The Localisation Process

A translator who doesn’t understand the market; a copywriter who doesn’t understand the source copy. I do both. In one brain.

Here is the standard procedure in many German agencies, and it is not a very promising one: A global client wants to run an international ad in Germany. The local agency receives the master copy in English. The responsible copywriter declares himself unable to pick up the original tonality and subtleties, stating he was not hired to deal with foreign languages in the first place (in truth, copy adaptation is considered most undignified work in most agencies).

The agency consequently seeks the services of a translation provider, who in turn puts a usually freelance, underpaid translator to the task. The translator knows nothing about the market, the brand, the product and the target group and, moreover, has no idea of copywriting. (If the translator had any talent or inclination in that direction, that’s what he or she would do, and earn twice the money.)
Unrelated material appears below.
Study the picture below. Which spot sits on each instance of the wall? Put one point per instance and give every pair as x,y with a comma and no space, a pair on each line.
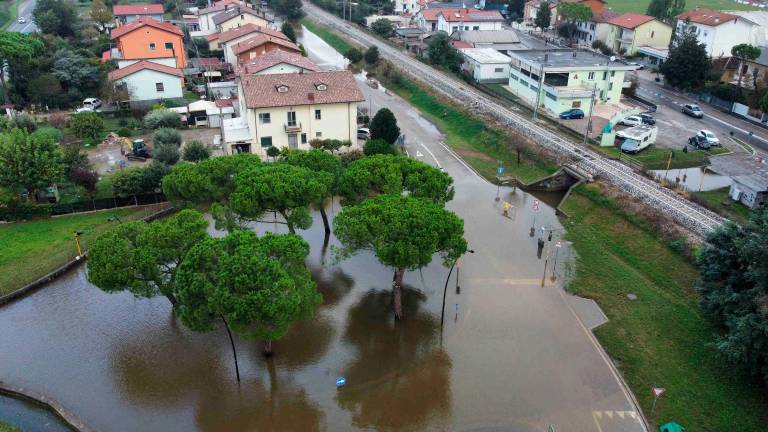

What finally lands on the desk of the copywriter for repair is more often than not a totally mutilated string of words that not only has lost all of the original tonality and subtleties, but is at times reduced to utter gobbledygook. I have seen translations the meaning of which was beyond guesswork.

I, in contrast, am a trained advertising expert to start with. Over the years, I have written for almost any industry, and I am sensitive to style and brand assets. Even for me, it’s a three-fold process. It includes a raw translation to get the picture of what it’s all about, thorough research into the brand, product and, if available, the brief, and finally, rewriting the whole thing into a proper piece of advertising in the target language. Some people ask why I’m twice as expensive as a translation office. That’s why.